The pleasures of this book, however, are not restricted to a fine plot. The ongoing development of the characters of Jack and Stephen, and of their complex and fully described friendship, is a major achievement. In addition, the many minor characters are fascinating: the envoy Mr. Stanhope, Stephen's Indian friend, the various ship's officers and men, other ship captains, and so on. And O'Brian's depiction of the building of an effective crew, the relationship of captain to officers to men, is another fascinating detail, and something he revisits from book to book, as Jack encounters different crews in different circumstances. Finally, O'Brian is a fine writer of prose, with a faintly old-fashioned style, well poised to evoke the atmosphere of the time of which he writes to readers of our time, and consistently quotable, in his dry fashion.
Jack and Stephen are heroic in certain aspects of their characters, but they are both multi-faceted characters, with terrible flaws and endearing crotchets in addition to their accomplishments.

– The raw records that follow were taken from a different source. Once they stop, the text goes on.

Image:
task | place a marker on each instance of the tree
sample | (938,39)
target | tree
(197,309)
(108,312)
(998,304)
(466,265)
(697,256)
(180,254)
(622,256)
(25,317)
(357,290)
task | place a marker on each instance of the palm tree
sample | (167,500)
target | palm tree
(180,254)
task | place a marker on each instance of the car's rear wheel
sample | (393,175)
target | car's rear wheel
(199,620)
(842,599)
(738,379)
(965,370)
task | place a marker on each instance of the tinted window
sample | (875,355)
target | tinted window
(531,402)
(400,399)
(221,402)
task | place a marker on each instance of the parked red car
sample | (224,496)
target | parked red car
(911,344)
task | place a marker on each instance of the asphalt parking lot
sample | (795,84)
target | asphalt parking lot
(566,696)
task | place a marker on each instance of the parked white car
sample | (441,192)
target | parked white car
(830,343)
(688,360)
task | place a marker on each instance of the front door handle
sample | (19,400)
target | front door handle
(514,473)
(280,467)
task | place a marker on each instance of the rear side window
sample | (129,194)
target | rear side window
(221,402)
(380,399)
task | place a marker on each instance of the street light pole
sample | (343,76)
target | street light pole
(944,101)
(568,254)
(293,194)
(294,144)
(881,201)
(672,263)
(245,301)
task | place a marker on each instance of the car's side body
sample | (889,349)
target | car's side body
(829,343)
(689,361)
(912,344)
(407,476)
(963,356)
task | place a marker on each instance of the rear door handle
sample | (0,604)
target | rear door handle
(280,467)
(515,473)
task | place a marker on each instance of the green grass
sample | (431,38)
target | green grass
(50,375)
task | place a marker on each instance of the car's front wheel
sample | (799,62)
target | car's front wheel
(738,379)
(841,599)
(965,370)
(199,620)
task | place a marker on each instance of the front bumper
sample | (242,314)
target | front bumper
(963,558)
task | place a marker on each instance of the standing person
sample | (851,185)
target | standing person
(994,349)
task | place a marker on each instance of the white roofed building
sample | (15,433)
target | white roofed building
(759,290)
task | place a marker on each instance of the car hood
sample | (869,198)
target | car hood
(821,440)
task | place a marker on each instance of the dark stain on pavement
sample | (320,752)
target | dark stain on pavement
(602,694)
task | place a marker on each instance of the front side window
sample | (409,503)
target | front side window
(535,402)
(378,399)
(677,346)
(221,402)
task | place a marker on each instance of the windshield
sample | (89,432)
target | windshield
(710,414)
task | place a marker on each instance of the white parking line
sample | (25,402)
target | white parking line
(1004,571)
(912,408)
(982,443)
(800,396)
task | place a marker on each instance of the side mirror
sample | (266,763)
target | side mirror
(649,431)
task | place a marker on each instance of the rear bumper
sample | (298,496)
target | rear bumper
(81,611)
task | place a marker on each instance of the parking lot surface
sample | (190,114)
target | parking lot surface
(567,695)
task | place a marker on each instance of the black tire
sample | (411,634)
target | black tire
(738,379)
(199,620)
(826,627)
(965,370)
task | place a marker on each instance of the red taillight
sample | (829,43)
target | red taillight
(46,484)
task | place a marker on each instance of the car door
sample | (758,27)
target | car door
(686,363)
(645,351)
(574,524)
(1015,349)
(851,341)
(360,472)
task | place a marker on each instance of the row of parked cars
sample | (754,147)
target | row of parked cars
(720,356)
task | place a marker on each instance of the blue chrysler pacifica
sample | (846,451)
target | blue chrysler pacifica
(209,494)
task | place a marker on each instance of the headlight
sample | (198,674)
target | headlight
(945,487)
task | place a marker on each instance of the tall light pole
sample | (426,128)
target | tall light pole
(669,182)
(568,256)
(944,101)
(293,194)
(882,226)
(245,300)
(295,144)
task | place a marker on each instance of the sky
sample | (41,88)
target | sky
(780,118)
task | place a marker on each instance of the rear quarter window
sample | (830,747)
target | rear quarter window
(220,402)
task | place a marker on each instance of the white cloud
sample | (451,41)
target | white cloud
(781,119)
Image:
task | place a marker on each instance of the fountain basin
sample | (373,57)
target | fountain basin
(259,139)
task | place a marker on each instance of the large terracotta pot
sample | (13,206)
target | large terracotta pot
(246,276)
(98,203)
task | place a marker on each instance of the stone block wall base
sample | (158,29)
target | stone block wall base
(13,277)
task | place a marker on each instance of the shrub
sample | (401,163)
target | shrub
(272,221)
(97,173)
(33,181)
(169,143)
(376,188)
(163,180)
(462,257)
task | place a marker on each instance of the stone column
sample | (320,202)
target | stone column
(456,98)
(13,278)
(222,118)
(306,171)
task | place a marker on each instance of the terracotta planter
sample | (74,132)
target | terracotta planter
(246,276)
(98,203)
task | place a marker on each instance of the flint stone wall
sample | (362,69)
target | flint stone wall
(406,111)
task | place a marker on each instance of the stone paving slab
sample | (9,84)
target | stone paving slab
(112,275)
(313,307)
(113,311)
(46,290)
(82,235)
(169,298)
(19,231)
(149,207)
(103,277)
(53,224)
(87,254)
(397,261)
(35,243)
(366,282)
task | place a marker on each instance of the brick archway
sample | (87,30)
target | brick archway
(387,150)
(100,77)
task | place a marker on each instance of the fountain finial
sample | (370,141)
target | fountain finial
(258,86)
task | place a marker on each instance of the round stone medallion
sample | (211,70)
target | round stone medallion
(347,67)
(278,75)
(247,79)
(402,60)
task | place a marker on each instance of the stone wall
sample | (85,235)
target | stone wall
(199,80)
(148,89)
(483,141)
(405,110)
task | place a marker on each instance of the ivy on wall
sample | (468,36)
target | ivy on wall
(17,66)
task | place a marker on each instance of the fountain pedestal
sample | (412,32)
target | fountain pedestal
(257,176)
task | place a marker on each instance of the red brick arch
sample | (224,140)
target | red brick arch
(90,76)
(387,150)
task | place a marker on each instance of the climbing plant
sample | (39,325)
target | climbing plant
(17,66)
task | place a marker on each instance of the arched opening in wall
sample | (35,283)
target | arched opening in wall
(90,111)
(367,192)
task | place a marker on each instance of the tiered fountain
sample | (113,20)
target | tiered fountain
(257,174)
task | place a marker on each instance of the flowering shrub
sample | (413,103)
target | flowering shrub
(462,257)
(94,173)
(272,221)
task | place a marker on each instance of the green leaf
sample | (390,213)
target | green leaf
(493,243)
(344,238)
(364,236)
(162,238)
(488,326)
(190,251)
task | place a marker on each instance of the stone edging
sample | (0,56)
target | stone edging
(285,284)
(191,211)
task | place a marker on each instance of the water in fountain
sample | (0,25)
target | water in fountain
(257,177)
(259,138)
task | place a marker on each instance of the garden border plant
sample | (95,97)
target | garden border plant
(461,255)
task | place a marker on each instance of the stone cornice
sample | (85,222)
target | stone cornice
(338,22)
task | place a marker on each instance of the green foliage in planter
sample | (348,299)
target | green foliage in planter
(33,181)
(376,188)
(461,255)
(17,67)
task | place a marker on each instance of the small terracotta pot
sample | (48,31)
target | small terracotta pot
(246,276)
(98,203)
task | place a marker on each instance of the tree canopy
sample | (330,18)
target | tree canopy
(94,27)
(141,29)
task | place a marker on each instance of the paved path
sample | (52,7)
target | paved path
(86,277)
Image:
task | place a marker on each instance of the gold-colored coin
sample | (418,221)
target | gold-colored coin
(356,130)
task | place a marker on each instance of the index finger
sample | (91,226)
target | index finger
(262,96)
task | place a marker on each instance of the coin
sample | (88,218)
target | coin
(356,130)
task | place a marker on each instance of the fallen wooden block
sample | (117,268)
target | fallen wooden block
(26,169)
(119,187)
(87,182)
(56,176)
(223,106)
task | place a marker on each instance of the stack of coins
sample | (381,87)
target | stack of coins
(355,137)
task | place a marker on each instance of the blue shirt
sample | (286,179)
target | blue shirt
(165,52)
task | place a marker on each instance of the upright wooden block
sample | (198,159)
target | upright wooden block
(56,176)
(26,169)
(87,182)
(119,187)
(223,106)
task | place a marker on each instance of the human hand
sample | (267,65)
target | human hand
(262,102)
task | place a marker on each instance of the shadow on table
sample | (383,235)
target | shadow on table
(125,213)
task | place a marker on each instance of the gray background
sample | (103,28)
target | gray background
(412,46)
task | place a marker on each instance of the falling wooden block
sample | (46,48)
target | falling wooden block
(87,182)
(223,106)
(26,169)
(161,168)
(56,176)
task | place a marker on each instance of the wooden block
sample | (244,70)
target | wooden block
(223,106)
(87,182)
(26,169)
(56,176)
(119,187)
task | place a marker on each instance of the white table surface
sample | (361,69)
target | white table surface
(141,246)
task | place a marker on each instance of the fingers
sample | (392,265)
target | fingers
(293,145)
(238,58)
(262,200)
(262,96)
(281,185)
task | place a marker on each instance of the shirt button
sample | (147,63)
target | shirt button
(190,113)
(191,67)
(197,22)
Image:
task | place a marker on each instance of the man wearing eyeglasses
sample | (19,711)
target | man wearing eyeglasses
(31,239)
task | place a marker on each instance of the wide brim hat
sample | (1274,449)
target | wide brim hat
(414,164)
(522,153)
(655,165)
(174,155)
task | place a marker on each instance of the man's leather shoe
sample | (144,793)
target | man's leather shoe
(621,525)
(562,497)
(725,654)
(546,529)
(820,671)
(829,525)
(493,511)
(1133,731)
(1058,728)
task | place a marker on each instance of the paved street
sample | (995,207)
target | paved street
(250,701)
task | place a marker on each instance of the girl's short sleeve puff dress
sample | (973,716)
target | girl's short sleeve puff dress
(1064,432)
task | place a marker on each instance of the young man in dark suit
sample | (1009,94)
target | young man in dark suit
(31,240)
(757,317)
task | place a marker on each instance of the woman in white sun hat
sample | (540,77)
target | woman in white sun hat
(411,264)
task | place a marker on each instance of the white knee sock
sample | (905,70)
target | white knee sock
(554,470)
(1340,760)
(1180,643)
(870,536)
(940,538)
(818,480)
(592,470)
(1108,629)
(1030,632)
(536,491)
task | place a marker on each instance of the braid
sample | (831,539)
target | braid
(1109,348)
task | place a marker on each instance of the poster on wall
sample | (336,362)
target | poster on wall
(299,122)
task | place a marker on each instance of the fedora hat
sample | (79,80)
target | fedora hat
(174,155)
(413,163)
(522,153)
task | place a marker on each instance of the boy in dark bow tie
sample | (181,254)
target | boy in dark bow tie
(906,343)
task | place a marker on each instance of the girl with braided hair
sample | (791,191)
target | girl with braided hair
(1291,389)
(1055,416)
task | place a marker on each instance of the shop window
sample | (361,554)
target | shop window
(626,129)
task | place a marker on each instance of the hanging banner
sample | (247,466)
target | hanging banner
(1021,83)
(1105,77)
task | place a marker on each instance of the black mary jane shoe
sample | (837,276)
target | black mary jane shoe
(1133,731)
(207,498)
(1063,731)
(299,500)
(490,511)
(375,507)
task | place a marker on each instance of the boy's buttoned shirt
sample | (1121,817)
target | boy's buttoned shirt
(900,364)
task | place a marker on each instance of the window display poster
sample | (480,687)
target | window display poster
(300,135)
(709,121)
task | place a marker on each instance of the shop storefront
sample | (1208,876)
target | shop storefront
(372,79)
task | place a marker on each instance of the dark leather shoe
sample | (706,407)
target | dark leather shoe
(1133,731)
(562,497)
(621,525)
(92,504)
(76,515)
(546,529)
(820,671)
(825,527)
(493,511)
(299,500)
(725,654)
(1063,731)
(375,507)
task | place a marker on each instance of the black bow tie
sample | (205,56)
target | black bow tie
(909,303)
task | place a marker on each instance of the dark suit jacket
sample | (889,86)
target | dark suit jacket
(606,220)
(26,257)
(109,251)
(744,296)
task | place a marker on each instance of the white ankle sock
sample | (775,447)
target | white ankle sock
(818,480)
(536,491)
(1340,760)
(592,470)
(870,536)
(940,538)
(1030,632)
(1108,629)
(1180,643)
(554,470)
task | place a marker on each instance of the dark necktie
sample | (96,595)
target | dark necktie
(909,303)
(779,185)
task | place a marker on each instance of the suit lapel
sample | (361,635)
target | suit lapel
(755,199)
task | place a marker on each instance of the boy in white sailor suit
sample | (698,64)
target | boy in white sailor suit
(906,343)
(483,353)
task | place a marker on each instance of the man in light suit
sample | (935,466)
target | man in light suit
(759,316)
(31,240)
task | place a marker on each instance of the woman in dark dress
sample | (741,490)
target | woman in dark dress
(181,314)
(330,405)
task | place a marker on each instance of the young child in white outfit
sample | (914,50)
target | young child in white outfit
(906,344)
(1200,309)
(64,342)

And they truly come across to this reader as characters of their time, and not 20th Century people cast back into the past. Even Stephen's very contemporary racial and religious attitudes are well-motivated by his background, and expressed in language which reeks wonderfully of his time: "Stuff. I have the greatest esteem for Jews, if anyone can speak of a heterogeneous great body of men in such a meaningless, illiberal way."
I recommend all these books highly. It was with great difficulty the first time through the series that I restrained myself, upon finishing each book, from immediately starting in on the next one.